[PATCH 2/3] clone3: allow spawning processes into cgroups

From: Christian Brauner
Date: Wed Dec 18 2019 - 12:38:21 EST


This adds support for creating a process in a different cgroup than its
parent. Callers can limit and account processes and threads right from
the moment they are spawned:
- A service manager can directly spawn new services into dedicated
cgroups.
- A process can be directly created in a frozen cgroup and will be
frozen as well.
- The initial accounting jitter experienced by process supervisors and
daemons is eliminated with this.
- Threaded applications or even thread implementations can choose to
create a specific cgroup layout where each thread is spawned
directly into a dedicated cgroup.

This feature is limited to the unified hierarchy.

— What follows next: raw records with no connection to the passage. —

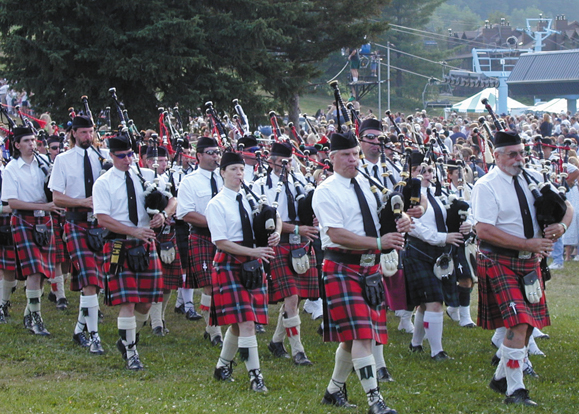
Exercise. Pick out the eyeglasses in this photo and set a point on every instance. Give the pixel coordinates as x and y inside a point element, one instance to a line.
<point>513,154</point>
<point>123,156</point>
<point>372,136</point>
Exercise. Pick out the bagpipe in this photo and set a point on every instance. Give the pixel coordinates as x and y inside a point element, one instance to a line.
<point>550,206</point>
<point>156,199</point>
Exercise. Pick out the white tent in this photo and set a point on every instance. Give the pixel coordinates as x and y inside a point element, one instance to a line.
<point>557,105</point>
<point>474,104</point>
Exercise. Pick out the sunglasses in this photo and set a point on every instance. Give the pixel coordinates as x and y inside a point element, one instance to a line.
<point>123,156</point>
<point>372,136</point>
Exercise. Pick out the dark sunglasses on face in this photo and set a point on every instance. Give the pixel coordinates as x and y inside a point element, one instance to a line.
<point>123,156</point>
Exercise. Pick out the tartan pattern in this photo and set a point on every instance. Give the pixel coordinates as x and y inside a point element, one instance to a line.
<point>349,317</point>
<point>62,255</point>
<point>231,301</point>
<point>422,286</point>
<point>7,253</point>
<point>201,254</point>
<point>86,265</point>
<point>30,258</point>
<point>396,291</point>
<point>129,287</point>
<point>499,287</point>
<point>284,282</point>
<point>172,272</point>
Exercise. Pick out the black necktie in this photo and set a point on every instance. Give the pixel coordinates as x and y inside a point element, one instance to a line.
<point>133,215</point>
<point>213,185</point>
<point>376,175</point>
<point>245,223</point>
<point>291,205</point>
<point>88,177</point>
<point>525,213</point>
<point>440,226</point>
<point>369,226</point>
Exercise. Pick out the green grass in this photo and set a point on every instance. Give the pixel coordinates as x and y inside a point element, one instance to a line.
<point>52,375</point>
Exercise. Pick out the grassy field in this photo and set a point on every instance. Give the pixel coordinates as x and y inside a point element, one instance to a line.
<point>52,375</point>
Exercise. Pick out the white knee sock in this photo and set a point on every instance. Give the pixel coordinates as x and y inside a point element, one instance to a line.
<point>433,323</point>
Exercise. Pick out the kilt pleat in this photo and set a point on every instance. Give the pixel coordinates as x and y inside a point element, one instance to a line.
<point>285,282</point>
<point>87,266</point>
<point>422,285</point>
<point>349,317</point>
<point>501,298</point>
<point>30,258</point>
<point>130,287</point>
<point>231,302</point>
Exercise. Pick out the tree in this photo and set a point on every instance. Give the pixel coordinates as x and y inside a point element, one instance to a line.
<point>160,53</point>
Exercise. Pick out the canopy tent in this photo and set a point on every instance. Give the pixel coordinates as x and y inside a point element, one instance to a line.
<point>474,104</point>
<point>557,105</point>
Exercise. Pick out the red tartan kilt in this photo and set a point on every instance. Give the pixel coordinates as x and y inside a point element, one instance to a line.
<point>30,258</point>
<point>201,254</point>
<point>7,253</point>
<point>349,316</point>
<point>130,287</point>
<point>62,255</point>
<point>498,287</point>
<point>172,272</point>
<point>231,301</point>
<point>86,265</point>
<point>286,283</point>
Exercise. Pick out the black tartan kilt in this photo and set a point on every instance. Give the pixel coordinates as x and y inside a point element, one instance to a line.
<point>422,285</point>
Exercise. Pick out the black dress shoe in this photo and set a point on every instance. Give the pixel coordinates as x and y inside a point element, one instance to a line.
<point>180,309</point>
<point>520,396</point>
<point>441,356</point>
<point>38,327</point>
<point>81,340</point>
<point>530,372</point>
<point>499,386</point>
<point>192,315</point>
<point>382,375</point>
<point>259,328</point>
<point>158,331</point>
<point>62,304</point>
<point>224,373</point>
<point>380,407</point>
<point>339,398</point>
<point>278,350</point>
<point>301,359</point>
<point>95,347</point>
<point>134,363</point>
<point>417,348</point>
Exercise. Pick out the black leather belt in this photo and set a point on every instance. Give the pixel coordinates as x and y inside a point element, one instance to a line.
<point>352,259</point>
<point>517,254</point>
<point>77,216</point>
<point>202,231</point>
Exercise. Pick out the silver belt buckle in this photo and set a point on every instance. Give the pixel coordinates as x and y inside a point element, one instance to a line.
<point>367,260</point>
<point>295,239</point>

Callers need to pass
an directory file descriptor for the target cgroup. The caller can
choose to pass an O_PATH file descriptor. All usual migration
restrictions apply, i.e. there can be no processes in inner nodes. In
general, creating a process directly in a target cgroup adheres to all
migration restrictions.

Cc: Tejun Heo <tj@xxxxxxxxxx>
Cc: Ingo Molnar <mingo@xxxxxxxxxx>
Cc: Oleg Nesterov <oleg@xxxxxxxxxx>
Cc: Johannes Weiner <hannes@xxxxxxxxxxx>
Cc: Li Zefan <lizefan@xxxxxxxxxx>
Cc: Peter Zijlstra <peterz@xxxxxxxxxxxxx>
Cc: cgroups@xxxxxxxxxxxxxxx
Signed-off-by: Christian Brauner <christian.brauner@xxxxxxxxxx>
---
include/linux/cgroup-defs.h | 7 +-
include/linux/cgroup.h | 25 +++-
include/linux/sched/task.h | 4 +
include/uapi/linux/sched.h | 5 +
kernel/cgroup/cgroup.c | 254 +++++++++++++++++++++++++++++++-----
kernel/cgroup/pids.c | 25 +++-
kernel/fork.c | 18 ++-
7 files changed, 287 insertions(+), 51 deletions(-)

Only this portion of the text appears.